Ба
Шрифт:
Снова хлопает входная дверь, и Алёна сжимается комочком, боясь, что вернулся муж, но в комнате появляется молодая девушка, я вижу её через всклокоченные волосы на лице родственницы. У вошедшей такие же густые чёрные волосы, как у Архипа, но они собраны в тугую косу, непокрытую платком, как у каждой незамужней девки.
– Алёнушка!
– девушка бросается на пол.
– Снова брат дрался? Господь Иисус и двенадцать апостолов!
Чувствую тёплую руку на раскалывающейся голове.
– Прости его ради бога!
– плачущим голосом
– Прости, он ведь не со зла!
– Как... как же такое... и не со зла...
– неузнаваемо хриплым голосом шепчет Алёна.
– Ох, я из родительских комнат услышала, как он дерётся!
– плачет девушка.
– Ох, подумала, убьёт теперь Алёнку точно! Помешала бы, так он и меня убьёт!
Алёна то ли кашляет, то ли горько смеётся. Она едва поднимается на локти, и девушка помогает ей сесть на кровать. Алёна прилегла на подушку, а незнакомка подошла к люльке и стала качать ребёнка, тихо напевая колыбельную. Она корчит весёлые рожицы сквозь слёзы, пока дитя не успокаивается.
– Танечка...
– тихо говорит Алёна, и девушка поворачивается.
– Только тебя он и не убьёт... Только тебя он и холит, и лелеет... Ты ангел, пред которым даже дьявол убоится зла...
Таня садится рядом с Алёной и кладёт тёплую ладонь той на голову. Наверное, лицо Алёны заплыло от побоев и ран, но Таня искренне улыбается ей, стирая слёзы сначала со своего лица, а потом - с Алёниного.
– Мама говорит, к старости мужик добреет, - ласково шепчет Таня.
– Потерпи, пожалуйста.
– Мочи больше нет, - хрипло шепчет Алёна.
На улице кричит петух и завывает ветер. Алёна поднимается на непослушных руках и опирается о стену, садясь рядом с Таней. Та ласковым движением кладёт голову Алёны себе на плечо, гладя, как ребёнка. Она продолжает напевать мотив колыбельной, которую только что пела ребёнку.
– Некому будет утешить меня, когда ты замуж уйдёшь, - говорит Алёна, пока Таня продолжает тихо петь.
– Только из-за тебя я и держусь живой на свете. Уйдёшь, Архип сразу прибьёт...
Я чувствую, как горячие капли стекают на болящую макушку родственницы и как тело Тани содрогается от сдерживаемых рыданий.

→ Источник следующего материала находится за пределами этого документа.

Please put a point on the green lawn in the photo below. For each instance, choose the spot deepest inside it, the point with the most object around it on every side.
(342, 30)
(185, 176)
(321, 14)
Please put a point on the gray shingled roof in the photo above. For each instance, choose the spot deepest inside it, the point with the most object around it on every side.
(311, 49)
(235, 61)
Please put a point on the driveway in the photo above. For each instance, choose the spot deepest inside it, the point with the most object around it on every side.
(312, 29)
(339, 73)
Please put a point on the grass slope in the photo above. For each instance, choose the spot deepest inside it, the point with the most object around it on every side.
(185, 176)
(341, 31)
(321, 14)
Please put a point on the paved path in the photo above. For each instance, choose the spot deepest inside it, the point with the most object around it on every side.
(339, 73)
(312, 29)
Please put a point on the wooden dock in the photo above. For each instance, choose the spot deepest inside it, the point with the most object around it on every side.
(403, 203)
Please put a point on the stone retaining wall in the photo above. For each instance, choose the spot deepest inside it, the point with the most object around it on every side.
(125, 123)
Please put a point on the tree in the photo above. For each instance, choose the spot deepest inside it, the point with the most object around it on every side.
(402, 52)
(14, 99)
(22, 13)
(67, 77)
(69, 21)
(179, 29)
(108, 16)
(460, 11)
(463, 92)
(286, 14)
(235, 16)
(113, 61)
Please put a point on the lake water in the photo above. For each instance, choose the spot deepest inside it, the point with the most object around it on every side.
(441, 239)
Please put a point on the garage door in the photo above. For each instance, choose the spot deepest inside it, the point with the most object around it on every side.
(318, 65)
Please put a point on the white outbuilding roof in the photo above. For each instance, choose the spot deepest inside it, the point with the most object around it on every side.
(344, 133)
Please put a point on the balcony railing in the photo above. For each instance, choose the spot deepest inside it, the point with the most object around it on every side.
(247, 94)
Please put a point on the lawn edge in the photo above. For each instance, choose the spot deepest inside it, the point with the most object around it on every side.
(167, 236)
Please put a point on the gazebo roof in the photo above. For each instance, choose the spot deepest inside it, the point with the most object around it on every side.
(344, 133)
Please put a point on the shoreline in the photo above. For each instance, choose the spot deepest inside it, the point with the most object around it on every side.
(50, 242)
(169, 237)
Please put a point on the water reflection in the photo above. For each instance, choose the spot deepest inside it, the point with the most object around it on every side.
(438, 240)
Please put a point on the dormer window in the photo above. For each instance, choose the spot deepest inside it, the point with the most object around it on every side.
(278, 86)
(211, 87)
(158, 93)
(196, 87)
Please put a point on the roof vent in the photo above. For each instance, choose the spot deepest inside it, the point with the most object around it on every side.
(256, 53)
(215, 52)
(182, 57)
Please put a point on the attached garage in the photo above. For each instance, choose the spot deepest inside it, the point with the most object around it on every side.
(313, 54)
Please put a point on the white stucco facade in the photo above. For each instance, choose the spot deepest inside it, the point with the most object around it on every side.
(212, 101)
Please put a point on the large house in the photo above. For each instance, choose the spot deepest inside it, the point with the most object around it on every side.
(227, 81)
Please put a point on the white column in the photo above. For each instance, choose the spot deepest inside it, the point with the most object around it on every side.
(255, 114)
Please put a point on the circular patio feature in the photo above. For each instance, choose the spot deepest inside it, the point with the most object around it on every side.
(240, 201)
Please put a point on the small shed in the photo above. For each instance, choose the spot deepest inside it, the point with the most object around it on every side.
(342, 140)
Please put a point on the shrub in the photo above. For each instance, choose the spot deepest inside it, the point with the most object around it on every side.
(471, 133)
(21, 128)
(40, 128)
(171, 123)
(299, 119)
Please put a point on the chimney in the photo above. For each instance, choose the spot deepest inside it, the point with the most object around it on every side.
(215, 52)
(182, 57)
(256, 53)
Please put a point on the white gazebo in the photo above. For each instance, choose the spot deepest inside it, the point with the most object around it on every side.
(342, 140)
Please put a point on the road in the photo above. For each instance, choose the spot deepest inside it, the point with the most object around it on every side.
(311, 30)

– А прибьёт, и слава богу, - тихо продолжает Алёна, - мне и так жизнь не мила, хоть в аду от братца твоего передохну.
– Не говори так, - останавливает песню Таня.
– Не говори! Он хороший! Все люди хорошие, так батюшка в церкви говорит.
– К дьяволу батюшку...
– Господь с тобой!
– Таня отклоняется от Алёны, и на рукаве её сарафана остаётся кровавое пятно.
– Подумай, что говоришь, сестрица Алёнушка! Батюшка запретил имя падшего всуе произносить!
– Архип то и дело меня к лукавому посылает... Словами и кулаками.
– Архип муж твой, ты должна его слушаться! Так Господь говорит.
Алёна сжала кулаки, и я почувствовала хруст пальцев и скрип зубов. Ни сейчас, ни прежде, никогда - я была уверена, что никогда не чувствовала столько ненависти и обиды, сколько чувствовала Алёна в то мгновенье.
– Ненавижу!
– зло шепчет сквозь зубы Алёна.
– Ненавижу! Архипа ненавижу, батюшку ненавижу, Господа ненавижу!
– Окстись!
– взмаливается Таня, подпрыгивая и вскакивая с кровати, отбегая от Алёны, как от чумной.
– И тебя ненавижу!
– Алёна указывает на Таню трясущимся от злобы пальцем.
– Ненавижу за то, что прощаешь его! И меня заставляешь прощать!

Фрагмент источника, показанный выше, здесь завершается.